Tuesday, September 30, 2008

It's the Questions that Bring us Together

Well, i'm well into a new season of teaching and work and, of course, baby-raising (Oy!). And this year, in addition to the Popular Education for Social Change graduate class that i teach at the Faculty of Environmental Studies at York University i am also teaching an undergraduate class called Perspectives in Environmental Studies. It's a very popular class that my colleague Peter Timmerman has been teaching for several years and is currently on what i'm sure is a well-earned sabbatical (thus the contract work for me).

I design and write and/or c0-write a syllabus every year that i produce as a 'zine. This year i collaborated on the syllabuzine with Tina Lopes, an educator with whom i worked in the Doris Marshall Institue for Education and Action. Unfortunately, the enrollment numbers were unusually low this year and FES had to cancel the section that Tina would have taught. Alas. Tina and i decided that this year's theme would be "The Arts of the Self in Culture, Classroom and Community" and i had looked forward to exploring the many meanings that this could have with Tina. Now i'm on my own with it - albeit accompanied by 22 graduate students. You can download of PDF (2.6 megs) of the syllabus here: http://www.web.net/~story/RC/syllabuzine6150-2008.pdf (send it to your printer for double-sided copying and you should end up with a foldable booklet.veb

As for the undergrad class, one huge challenge for me is how to practice some of the ideals of popular education in an environment that is designed both in form (line-of-sight lecture hall, 500 students, one weekly two-hour lecture plus a one-hour tutorial) and expectation (of the 500 learners) to practice authoritarian pedagogy. Ouch! Not that i haven't got a lot to say that is worth listening to. But i wonder skeptically about the quality of learning in such circumstances.

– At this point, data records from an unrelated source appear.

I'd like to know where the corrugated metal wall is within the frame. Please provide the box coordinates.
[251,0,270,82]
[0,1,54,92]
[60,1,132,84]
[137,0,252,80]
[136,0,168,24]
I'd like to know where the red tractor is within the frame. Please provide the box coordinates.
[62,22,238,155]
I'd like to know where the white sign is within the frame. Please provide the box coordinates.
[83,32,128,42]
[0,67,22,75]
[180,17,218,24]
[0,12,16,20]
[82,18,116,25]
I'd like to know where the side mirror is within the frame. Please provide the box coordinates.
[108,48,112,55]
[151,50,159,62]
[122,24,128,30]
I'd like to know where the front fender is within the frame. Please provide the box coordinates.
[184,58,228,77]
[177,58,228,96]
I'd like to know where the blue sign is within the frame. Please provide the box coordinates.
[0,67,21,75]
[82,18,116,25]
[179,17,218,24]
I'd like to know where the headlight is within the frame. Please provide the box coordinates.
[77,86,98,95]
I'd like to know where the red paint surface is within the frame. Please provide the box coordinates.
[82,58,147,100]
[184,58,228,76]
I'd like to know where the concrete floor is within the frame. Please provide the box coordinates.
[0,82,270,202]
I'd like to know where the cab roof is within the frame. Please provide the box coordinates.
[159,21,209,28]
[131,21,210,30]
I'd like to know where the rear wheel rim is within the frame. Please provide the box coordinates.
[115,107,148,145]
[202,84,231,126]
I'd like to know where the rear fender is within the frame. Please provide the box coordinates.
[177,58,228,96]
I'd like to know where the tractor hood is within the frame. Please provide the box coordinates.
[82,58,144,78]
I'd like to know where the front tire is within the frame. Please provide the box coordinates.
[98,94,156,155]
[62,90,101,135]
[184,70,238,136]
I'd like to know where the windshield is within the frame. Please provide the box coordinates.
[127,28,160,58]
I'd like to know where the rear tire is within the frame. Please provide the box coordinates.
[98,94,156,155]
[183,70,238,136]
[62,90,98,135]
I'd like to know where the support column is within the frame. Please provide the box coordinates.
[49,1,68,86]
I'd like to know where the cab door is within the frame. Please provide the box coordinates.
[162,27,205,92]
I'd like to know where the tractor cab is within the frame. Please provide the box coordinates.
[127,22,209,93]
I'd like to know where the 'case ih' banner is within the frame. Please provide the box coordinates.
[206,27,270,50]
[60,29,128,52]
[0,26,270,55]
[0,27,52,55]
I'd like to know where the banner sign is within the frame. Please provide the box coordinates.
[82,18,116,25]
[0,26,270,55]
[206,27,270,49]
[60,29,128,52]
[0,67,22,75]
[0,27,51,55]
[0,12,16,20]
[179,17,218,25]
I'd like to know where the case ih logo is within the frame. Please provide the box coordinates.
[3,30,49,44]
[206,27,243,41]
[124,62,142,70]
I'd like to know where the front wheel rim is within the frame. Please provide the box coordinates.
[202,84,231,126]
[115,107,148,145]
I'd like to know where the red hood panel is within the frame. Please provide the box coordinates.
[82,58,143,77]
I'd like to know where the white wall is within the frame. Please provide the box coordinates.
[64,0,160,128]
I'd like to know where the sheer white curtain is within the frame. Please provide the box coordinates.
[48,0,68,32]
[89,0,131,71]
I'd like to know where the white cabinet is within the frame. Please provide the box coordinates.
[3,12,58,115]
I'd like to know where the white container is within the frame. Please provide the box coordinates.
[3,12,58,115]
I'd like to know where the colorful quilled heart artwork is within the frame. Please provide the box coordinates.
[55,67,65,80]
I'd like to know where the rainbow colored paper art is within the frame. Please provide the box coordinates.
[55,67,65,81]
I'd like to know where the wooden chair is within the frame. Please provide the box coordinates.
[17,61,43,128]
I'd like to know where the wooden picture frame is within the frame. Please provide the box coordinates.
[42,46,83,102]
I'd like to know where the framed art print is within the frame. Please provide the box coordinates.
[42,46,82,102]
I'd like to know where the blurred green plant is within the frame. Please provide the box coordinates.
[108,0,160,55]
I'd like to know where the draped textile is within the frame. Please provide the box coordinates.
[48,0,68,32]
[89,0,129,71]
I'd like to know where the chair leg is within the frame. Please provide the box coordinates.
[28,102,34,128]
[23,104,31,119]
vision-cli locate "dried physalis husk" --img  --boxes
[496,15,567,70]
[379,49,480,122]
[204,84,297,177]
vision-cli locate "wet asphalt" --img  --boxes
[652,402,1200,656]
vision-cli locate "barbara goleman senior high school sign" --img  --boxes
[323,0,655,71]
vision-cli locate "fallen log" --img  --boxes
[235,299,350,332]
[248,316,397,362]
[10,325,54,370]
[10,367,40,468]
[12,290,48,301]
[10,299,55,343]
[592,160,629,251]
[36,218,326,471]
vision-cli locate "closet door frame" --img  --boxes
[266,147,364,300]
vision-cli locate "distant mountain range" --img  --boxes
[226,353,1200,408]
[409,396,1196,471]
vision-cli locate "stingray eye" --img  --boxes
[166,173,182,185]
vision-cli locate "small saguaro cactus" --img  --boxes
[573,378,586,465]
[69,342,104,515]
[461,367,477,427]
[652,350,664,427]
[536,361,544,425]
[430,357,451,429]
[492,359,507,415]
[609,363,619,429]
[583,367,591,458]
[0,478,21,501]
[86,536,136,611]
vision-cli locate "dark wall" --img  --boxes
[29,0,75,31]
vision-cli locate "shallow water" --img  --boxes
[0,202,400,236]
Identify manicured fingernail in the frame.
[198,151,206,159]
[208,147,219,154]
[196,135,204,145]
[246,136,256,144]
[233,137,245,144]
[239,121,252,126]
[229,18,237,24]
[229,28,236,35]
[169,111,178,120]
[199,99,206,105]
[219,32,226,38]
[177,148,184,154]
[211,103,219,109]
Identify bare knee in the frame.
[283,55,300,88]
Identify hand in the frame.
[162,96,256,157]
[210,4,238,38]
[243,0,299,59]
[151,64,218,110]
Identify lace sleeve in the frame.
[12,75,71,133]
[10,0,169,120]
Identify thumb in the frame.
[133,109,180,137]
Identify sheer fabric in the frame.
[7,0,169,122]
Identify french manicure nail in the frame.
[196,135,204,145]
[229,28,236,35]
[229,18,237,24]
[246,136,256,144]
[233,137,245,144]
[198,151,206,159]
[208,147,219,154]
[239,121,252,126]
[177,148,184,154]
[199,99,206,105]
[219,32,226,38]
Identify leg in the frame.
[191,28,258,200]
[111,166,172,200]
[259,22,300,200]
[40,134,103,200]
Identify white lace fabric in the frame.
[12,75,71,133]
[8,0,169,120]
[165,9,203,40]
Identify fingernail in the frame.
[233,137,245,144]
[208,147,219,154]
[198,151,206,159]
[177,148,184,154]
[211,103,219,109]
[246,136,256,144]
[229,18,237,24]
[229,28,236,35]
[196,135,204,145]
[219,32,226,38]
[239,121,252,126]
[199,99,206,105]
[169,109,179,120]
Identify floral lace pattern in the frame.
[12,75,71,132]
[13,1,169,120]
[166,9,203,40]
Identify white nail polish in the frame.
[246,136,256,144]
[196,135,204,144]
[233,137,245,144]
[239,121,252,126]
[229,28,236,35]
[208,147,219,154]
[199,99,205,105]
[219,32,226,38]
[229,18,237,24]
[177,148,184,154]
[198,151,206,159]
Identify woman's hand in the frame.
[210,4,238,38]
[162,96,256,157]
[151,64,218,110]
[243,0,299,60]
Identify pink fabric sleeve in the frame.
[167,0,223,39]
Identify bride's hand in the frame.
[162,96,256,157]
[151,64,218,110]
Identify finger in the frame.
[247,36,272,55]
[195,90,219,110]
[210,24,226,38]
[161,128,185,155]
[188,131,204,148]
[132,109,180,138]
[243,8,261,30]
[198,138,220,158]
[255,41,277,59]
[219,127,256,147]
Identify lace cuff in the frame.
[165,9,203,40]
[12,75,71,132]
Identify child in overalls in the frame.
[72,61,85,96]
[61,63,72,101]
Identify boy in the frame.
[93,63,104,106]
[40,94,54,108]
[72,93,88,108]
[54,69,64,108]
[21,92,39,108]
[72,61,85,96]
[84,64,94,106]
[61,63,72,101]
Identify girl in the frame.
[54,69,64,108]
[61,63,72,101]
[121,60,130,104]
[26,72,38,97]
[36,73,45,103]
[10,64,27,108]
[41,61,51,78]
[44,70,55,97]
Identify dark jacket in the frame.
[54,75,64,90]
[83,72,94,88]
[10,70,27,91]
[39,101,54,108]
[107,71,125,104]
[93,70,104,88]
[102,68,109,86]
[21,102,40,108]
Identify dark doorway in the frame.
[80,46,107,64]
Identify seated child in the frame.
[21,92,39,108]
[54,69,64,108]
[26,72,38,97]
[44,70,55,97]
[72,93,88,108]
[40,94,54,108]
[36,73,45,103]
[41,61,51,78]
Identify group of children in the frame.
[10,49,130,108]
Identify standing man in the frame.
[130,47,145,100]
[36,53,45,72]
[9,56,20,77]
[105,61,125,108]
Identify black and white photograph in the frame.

Thus i have discussed with the TAs how we can design an asignment that pushes students to learn to think critically, creatively and transformatively. We've come up with an assignment based on questioning. Not unlike this wee tale that i posted her a while back.

One of the course TAs found this quote from Rainer Maria Rilke's Letters To a Young Poet:
Try to love the questions themselves, as if they were lock rooms or books written in a very foreign language. Don´t search for the answer, which couldn´t be given to you now, because you wouldn´t be able to live them. And the point is to live everything. Live the questions now. Perhaps then, someday far in the future, you will gradually, without even noticing it, live your way into the answer

Ahhhh....

And i found a translated edition of Letters to a Young Poet here. I highly recommend this work - one of the great (and modest) 20th Century works on creativity and writing.